A project run by the Defense Advanced Research Projects Agency (DARPA) suggests that combining the abilities of human sentries with those of machine-vision systems could be a better way to identify danger. It also uses electroencephalography to identify spikes in brain activity that can correspond to subconscious recognition of an object.
An experimental system developed by DARPA sandwiches a human observer between layers of computer vision and has been shown to outperform either machines or humans used in isolation.

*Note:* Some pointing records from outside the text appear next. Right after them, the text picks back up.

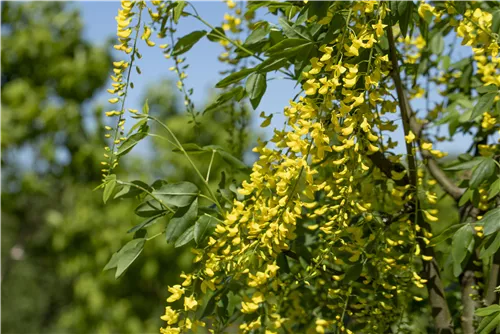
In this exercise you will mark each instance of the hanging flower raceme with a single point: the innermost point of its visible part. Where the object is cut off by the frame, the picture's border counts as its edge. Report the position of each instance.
(292, 186)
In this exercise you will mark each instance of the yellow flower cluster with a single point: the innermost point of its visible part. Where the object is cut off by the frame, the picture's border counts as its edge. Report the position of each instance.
(475, 30)
(339, 118)
(120, 82)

The so-called Cognitive Technology Threat Warning System consists of a wide-angle camera and radar, which collects imagery for humans to review on a screen, and a wearable electroencephalogram device that measures the reviewer’s brain activity. This allows the system to detect unconscious recognition of changes in a scene—called a P300 event.
In experiments, a participant was asked to review test footage shot at military test sites in the desert and rain forest. The system caught 91 percent of incidents (such as humans on foot or approaching vehicles) in the simulation. It also widened the field of view that could effectively be monitored. False alarms were raised only 0.2 percent of the time, down from 35 percent when a computer vision system was used on its own. When combined with radar, which detects things invisible to the naked eye, the accuracy of the system was close to 100 percent, DARPA says.
“The DARPA project is different from other ‘human-in-the-loop’ projects because it takes advantage of the human visual system without having the humans do any ‘work,’ ” says computer scientist Devi Parikh of the Toyota Technological Institute at Chicago. Parikh researches vision systems that combine human and machine expertise.
While electroencephalogram-measuring caps are commercially available for a few hundred dollars, Parikh warns that the technology is still in its infancy. Furthermore, she notes, the P300 signals may vary enough to require training or personalized processing, which could make it harder to scale up such a system for widespread use.